The CEC is concerned that TRECs for DG would provide an excessive subsidy in light of current programs in place for such projects.  The CEC’s current position is as follows:

“Facilities that receive funding under the Energy Commission’s New Solar Homes Partnership program, Emerging Renewables Program, or Pilot Performance‐Based Incentive Program, under the CPUC‐approved Self Generation Incentive Program or California Solar Initiative, or any similar ratepayer‐funded program, and facilities that benefit from net metering programs or tariffs approved by the CPUC or any POU, are considered distributed generation and may not be certified as RPS‐eligible at this time.”  RPS Eligibility Guidebook p. 25.

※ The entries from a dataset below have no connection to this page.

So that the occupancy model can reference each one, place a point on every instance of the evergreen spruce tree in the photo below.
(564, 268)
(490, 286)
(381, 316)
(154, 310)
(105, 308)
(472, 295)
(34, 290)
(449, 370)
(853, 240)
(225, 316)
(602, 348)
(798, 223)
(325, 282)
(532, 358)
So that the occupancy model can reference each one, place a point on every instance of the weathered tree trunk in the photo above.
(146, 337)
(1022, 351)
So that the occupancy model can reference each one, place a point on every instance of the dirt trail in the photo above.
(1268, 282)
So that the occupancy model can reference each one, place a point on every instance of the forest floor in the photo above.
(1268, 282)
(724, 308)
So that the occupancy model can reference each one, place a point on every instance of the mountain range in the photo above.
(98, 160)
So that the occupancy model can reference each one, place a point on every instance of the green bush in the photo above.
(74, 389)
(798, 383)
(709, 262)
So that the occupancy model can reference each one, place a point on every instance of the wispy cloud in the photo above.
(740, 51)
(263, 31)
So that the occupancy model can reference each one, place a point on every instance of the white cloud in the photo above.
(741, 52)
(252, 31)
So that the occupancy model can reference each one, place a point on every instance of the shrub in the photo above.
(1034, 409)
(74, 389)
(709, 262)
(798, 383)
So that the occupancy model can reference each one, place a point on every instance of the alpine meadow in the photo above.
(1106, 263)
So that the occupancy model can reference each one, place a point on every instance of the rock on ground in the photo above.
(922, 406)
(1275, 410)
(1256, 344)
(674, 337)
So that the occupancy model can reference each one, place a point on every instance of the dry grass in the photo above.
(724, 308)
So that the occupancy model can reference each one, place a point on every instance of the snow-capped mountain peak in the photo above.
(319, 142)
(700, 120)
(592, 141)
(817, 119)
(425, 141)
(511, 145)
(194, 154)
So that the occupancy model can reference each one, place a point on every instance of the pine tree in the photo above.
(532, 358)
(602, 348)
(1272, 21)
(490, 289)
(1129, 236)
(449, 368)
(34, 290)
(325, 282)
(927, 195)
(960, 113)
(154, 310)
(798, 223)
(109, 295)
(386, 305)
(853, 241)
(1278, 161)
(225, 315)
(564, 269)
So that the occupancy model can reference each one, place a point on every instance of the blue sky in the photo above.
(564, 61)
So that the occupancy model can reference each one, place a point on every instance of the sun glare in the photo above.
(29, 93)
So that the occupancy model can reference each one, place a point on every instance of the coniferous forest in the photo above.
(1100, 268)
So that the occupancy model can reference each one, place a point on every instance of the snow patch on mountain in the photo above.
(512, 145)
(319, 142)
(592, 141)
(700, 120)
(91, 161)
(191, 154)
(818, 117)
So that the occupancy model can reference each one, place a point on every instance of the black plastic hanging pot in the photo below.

However, as argued persuasively by the Solar Alliance in its comments on the revised RPS Eligibility Guidebook:  “given the reality that, as the incentives under the California Solar Initiative [and other programs] decline, the sale of TRECs is likely to become a critical means for financing distributed solar generation.” To meet the state’s aggressive RPS goals, it only makes sense to allow TRECs for DG.  The CPUC anticipates this eventuality as it takes great pains in the revised proposed decision of Commissioner Peevey to “clarify the relationship of [the CPUC’s] discussion of TRECs from DG sources to the CEC’s authority…to determine what resources are RPS eligible.”

The CEC has also stated “[t]he Energy Commission will not certify distributed generation [DG] facilities as RPS-eligible unless the CPUC authorizes tradable RECs to be applied toward the RPS.”  This pronouncement, combined with the revised proposed decision on TRECs, which will permit tradable RECs to be applied toward the RPS, will presumably make customer-side DG eligible for the sale and trading of TRECs, notwithstanding the CEC’s concern over excessive rate-payer subsidies.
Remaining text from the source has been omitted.